Health experts are concerned about the 2016 Summer Olympics in Rio de Janiero, Brazil, after water tests have revealed that super-high levels of bacteria and viruses continue to thrive within the city’s aquatic competition venues, The Associated Press reports.

According to a recent AP analysis of water quality taken over five months in the South American city, disease-causing contaminants at several sites are measuring up to 1.7 million times higher than what’s considered “hazardous” at most U.S. beaches.

Tests show that many, if not all, of the swimming, canoeing and sailing sites designated for the games are rife with untreated human feces and garbage—which could put athletes at risk for a wide array of health problems, including infectious diarrhea, hepatitis A virus (HAV), gastroenteritis, and several types of enteroviruses, among others.

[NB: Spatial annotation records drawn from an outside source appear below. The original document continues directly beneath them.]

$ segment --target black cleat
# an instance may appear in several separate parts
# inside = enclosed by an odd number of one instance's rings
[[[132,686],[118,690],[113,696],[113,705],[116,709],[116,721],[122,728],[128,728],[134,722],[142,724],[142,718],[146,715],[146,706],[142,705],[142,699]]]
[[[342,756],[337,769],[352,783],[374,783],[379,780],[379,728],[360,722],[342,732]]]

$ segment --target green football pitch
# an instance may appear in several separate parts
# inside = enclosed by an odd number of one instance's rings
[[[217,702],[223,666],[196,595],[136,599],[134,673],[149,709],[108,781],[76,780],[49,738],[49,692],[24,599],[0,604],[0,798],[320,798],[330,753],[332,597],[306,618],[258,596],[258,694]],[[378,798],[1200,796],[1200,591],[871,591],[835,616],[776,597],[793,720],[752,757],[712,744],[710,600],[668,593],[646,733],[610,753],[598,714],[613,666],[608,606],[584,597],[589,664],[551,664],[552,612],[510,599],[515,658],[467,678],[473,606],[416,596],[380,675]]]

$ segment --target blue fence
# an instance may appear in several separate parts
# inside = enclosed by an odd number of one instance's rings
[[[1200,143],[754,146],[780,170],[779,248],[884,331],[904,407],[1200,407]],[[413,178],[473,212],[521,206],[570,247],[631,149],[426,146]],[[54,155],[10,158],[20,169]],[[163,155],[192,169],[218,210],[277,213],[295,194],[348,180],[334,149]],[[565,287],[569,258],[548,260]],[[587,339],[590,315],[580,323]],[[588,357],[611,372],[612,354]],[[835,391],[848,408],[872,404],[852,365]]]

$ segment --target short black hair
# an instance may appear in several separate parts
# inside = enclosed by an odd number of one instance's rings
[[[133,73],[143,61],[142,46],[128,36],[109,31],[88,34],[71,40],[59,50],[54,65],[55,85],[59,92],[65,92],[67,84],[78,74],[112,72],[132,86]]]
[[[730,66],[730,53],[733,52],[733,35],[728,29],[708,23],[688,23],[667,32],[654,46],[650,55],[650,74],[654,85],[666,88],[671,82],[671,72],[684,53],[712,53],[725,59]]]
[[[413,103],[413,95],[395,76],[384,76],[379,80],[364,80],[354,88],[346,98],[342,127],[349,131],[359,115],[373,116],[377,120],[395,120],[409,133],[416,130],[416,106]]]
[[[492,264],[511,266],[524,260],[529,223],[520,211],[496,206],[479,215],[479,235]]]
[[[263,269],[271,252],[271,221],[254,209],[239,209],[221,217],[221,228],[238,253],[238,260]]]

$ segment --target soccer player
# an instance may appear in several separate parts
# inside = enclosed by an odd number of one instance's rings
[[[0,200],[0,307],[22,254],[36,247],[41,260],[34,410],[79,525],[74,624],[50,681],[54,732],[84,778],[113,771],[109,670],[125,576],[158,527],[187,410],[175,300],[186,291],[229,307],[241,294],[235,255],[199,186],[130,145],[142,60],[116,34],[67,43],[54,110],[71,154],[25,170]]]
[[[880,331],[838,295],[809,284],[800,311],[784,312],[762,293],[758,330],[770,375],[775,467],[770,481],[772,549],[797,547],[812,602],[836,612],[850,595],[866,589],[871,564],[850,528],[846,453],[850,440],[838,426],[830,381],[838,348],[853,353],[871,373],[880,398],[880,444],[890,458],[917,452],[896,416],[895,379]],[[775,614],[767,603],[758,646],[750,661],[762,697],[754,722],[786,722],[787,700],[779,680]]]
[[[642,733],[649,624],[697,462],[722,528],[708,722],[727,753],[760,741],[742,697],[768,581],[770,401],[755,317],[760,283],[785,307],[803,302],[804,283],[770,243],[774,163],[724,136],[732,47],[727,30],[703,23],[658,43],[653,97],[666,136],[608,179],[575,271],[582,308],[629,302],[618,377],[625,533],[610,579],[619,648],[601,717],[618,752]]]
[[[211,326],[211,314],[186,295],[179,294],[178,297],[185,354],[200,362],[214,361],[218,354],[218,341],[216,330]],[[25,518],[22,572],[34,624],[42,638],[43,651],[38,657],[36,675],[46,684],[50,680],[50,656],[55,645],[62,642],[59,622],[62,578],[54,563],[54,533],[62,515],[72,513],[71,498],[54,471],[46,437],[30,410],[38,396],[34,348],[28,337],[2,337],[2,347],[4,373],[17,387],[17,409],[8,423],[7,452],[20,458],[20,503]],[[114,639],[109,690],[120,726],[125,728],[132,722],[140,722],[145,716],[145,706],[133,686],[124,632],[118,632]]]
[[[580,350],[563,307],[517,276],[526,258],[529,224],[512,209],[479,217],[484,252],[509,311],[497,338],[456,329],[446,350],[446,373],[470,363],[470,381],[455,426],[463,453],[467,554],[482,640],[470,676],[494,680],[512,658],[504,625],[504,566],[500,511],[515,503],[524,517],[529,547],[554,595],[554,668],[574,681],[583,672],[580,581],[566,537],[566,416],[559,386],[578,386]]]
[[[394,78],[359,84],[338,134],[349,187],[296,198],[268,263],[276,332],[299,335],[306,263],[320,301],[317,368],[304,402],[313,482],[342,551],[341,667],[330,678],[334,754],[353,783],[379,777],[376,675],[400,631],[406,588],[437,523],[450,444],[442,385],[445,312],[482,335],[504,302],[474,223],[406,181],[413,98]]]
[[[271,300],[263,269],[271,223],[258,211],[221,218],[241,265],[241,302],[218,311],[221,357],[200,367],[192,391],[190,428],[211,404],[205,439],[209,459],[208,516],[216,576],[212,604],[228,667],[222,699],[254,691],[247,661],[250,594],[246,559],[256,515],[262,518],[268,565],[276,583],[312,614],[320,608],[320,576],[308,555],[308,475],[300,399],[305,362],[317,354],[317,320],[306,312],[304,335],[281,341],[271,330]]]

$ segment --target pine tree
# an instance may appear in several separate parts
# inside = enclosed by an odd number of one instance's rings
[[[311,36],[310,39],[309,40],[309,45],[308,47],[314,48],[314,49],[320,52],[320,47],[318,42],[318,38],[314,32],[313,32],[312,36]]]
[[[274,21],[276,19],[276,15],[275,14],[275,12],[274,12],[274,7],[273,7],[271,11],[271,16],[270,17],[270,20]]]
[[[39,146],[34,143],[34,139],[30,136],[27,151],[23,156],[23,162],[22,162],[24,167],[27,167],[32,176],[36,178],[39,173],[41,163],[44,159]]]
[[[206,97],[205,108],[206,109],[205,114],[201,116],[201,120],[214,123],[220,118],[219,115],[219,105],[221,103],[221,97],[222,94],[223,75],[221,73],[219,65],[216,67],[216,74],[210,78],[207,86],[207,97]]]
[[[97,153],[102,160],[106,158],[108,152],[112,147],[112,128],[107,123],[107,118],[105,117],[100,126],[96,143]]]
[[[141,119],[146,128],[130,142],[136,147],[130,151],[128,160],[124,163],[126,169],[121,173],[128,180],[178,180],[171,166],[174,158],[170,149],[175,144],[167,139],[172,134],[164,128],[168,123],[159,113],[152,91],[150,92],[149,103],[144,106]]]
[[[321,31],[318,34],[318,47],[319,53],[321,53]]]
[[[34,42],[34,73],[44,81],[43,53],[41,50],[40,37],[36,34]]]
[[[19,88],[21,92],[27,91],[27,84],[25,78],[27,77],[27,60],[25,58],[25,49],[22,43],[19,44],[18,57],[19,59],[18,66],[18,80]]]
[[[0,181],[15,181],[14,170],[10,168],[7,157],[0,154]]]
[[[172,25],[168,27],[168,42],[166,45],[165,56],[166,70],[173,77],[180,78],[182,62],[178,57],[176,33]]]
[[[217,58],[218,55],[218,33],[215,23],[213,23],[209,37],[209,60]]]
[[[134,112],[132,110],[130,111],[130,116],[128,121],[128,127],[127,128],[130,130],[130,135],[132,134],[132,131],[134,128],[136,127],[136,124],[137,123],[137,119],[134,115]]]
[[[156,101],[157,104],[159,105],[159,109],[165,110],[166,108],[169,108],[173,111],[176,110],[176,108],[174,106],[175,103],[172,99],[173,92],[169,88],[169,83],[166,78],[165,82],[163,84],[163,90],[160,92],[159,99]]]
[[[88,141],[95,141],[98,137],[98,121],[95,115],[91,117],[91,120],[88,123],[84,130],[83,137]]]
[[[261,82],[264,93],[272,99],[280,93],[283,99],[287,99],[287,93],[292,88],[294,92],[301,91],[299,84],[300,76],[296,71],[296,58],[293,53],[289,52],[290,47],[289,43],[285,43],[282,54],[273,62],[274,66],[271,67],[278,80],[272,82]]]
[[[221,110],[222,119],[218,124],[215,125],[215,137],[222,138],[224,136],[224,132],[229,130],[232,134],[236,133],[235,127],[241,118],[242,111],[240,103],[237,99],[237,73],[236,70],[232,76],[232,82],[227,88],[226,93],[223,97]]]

Rio’s government insists it has already begun several projects that hope to clean up the waters before game-time—like plans to treat up to 80 percent of sewage feeding into city waters, as well as creating new eco-barriers and eco-boats to hold back mess. However, activists and athletes alike are pretty skeptical of what cleanup crews will be able to achieve in one year. Many are afraid they could become too sick to compete.

Representatives from the International Olympic Committee (IOC) are still saying everything is fine. “The Rio authorities are following WHO [World Health Organization] testing standards and according to the WHO there is no significant risk to athletes,” they wrote in a statement responding to the AP report, noting that international standards only have to test for bacterial—not viral—pathogens.

As of now, the U.S. Centers for Disease Control and Prevention (CDC) is strongly recommending that all athletes and travelers to Brazil get vaccinated for hep A and typhoid, which are both spread by contaminated food and water.

The AP, the WHO and the IOC will continue to regularly check the waters in Rio for dangerous contaminants leading up to the games.